A volte ci giriamo intorno, ma desideriamo comunismo, un comunismo contemporaneo che si intreccia al transfemminismo. Mentre lo desideriamo, il piano diventa sempre meno liscio, si increspano le acque dello status quo e le innumerevoli teste dell’idra capitalista svettano nella tempesta emotiva. Il mostro vuole ricordarci che nel capitalismo ci siamo dentro fino al collo, e al diavolo tutte le forme di autorganizzazione e di cura che ci possiamo inventare per dare quanto meno una sterzata all’incedere predatorio e senza scrupoli del sistema. Ogni muso dentato della fiera ci sbatte in faccia l’immane investimento complessivo che dovremmo accettare per tener fede al desiderio di rivoluzione contrario al desiderio di integrazione nel sistema, di comodità o di seppur mistificata sicurezza. Tra le domande più insolenti del multicefalo: “sei disposta/o a pagare la badante di tua nonna lo stesso salario orario che guadagni tu?”; “ti va di metterti a guardare dentro di te, per provare a evitare attivamente la prossima relazione tossica?”; “vuoi davvero non approfittare di un privilegio per avere quel lavoro o quella persona?”. La belva ci lascia il margine per desiderare comunismo, ma ci propone di derubricarlo a posa intellettuale, eliminandone la parte che sente come urgente la rivoluzione dei rapporti di produzione e riproduzione. Che è esattamente ciò che ci fa superare il limite dell’iniziativa individuale sul fronte del desiderio sessuale e sentimentale, creando le condizioni strutturali per praticare amore e amicizia liberi/e dalle pastoie del capitale erotico, della lunga giornata lavorativa, dell’assenza di welfare, dell’oggettivazione, del lavoro domestico e di cura assegnato per genere, orientamento sessuale e razza. Quando mai desiderare comunismo non dovrebbe combaciare con la liberazione tout court del desiderio?
Di fronte a questo orrore costellato di conflitti e contraddizioni, siamo terrorizzate/i, proprio come ammette Cuter nelle ultime pagine del suo libro, che ci ha fatto «intorcinare le budella», giusto per corredare queste ultime righe con una colta citazione cinematografica.

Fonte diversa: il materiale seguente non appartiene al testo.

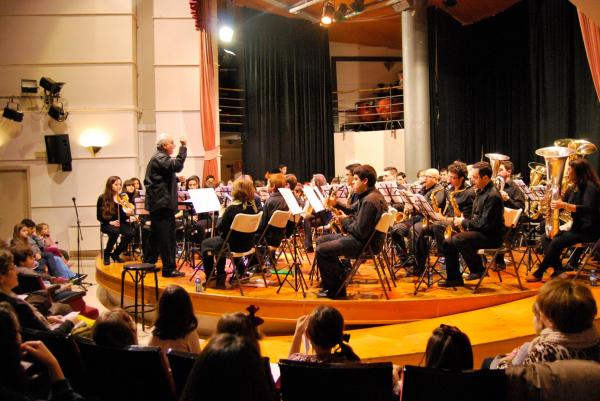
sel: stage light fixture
[321,1,335,25]
[48,103,69,123]
[219,25,233,43]
[40,77,65,95]
[21,79,37,93]
[2,99,23,123]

Abbiamo voglia di desiderare comunismo, ma, colpevolmente o legittimamente - non sappiamo ancora sciogliere questo nodo - vogliamo la favola. Cammineremo ancora, domandandoci se sia possibile colmare questa aporia, nella speranza di non farlo in solitudine.

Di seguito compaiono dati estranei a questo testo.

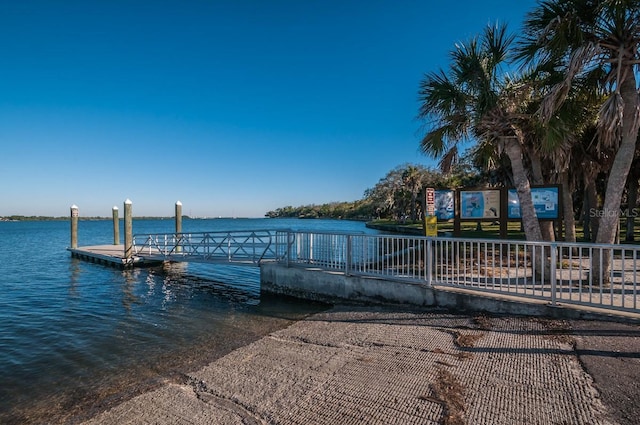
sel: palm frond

[1] Cfr. E. Cuter, Ripartire dal desiderio, Minimum fax, Roma, 2020, pag. 10: «L’immagine [di Boncompagni e Angiolini] da cui voglio partire ci torna utile per due motivi. Perché la troviamo in un fenomeno mainstream, e quindi ci permette di indagare l’ideologia, cioè la mentalità di un’epoca, secondo la definizione a cui ci atterremo in questo libro: non qualcosa che viene volontariamente nascosto, bensì qualcosa di manifesto, là fuori, talmente ovvio da non sembrarci più problematico, da apparirci anzi naturale».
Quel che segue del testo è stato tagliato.